Instead of flexible walls and ceiling transmitting bass out of the room to get rid of it, we had flexible damped walls and ceiling that absorbed the bass out of the room to get rid of it. The walls and ceiling had become the “damped limp mass” surfaces of a giant membrane bass trap, the walls and ceiling of the room. We knew walls had to flex in the deep bass range, subwoofer range, to remove excess deep bass energy from the room. But in the woofer range of bass, the walls didn’t need to flex to dump energy, because the room acoustic package was handling it.
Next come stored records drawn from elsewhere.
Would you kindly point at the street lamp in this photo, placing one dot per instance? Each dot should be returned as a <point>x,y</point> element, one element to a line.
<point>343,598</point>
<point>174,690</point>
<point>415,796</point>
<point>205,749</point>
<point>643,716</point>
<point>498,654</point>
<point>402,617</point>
We experimented and determined that the cross over frequency for the walls and ceiling work best if set at about 50 Hz. That means the suspended wall and ceiling surface needs to weighs around 4 pounds per square foot, which happens to be about 2 layers of drywall plus WallDamp. The 4 pounds per square foot surface weight acts like an acoustic cross over. Above 50 Hz it has too much inertia and cannot be moved. Below 50 Hz, the surface can be moved by the sound pressure.
The damping factor inside this wall sandwich absorbs low frequency energy fast enough to give the room a reverb time of about 1.2 seconds in the lowest frequency range, which is what it is supposed to sound like.
The air cavity inside the wall determines what very low frequency the wall begins to harden up again. Depending on the type of speaker, how many subs and where determines how the air cavity behind the wall varies in depth.

This finally brings up back to the all-concrete room. What is great about the all-concrete room is that it is sealed from outside noise and holds in the inside noise, which means no one is bothered by what is going on in or outside of the room. We take the concrete room and build a damped flex wall and ceiling inside of it, controlling the air cavity depth behind so the right amount of deep bass wall hardening takes place in the right parts of the room.
Finally (1990) we were making great sounding full bandwidth listening rooms. And because these rooms are so well controlled, sound containing and sound attenuating, they also end up being pretty soundproof, especially in the bottom end where soundproofing is usually the weakest, even though the evolution of these rooms was exclusively dedicated to full bandwidth sound conditioning of the listening room.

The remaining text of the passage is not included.